What is the most natural way to implement this product? I tried reinterpret on x but got a 2-d array, and reinterpret on A gave a 3-d array with the 2x2 matrices flattened. I don’t want to mess with indices. I hope the code should look naturally like math equations. I also hope there is no creation of new temp arrays. In other words, I hope A, x, y maintain their current form of nested arrays.

In other words, I want to perform linear algebra over space of 2-vectors.

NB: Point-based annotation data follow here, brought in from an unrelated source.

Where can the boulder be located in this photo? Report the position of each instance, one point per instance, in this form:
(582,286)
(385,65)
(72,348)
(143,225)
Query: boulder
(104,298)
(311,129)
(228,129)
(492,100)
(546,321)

The generic method for matrix multiplication works already in that case:

julia> using StaticArrays
julia> A = [SMatrix{2, 2}(1, 2, 3, 4) for i in 1:3, j in 1:3];
julia> v = [SVector(1, 2) for i in 1:3];
julia> A * v
3-element Vector{SVector{2, Int64}}:
[21, 30]
[21, 30]
[21, 30]

The other approach (reshaping into 2n x 2n matrix and 2n vector) may be more efficient, because it calls an optimized BLAS routine (I haven’t benchmarked the difference). However, you would need to create new temp arrays of that shape (the memory layout is different). It would looks something like:

julia> to_vector(nested::AbstractVector{T}) where {T <: StaticVector} = vec(reinterpret(reshape, eltype(T), nested))
to_vector (generic function with 1 method)
julia> function to_matrix(nested::AbstractMatrix{T}) where T <: StaticMatrix
sz_in, sz_out = size(T), size(nested)
sz = map(*, sz_in, sz_out)
m0 = reinterpret(reshape, eltype(T), nested)
m1 = reshape(m0, sz_in..., sz_out...)
m2 = permutedims(m1, (1, 3, 2, 4))
return reshape(m2, sz)
end

where the permutedims step is allocating, but I don’t think there is a way to avoid that.

Thank you for the answer. I did a simple benchmark and found that for outer size of A in the order of 1000x1000 ish, the reshaped array works about 2x faster, less so for smaller sizes.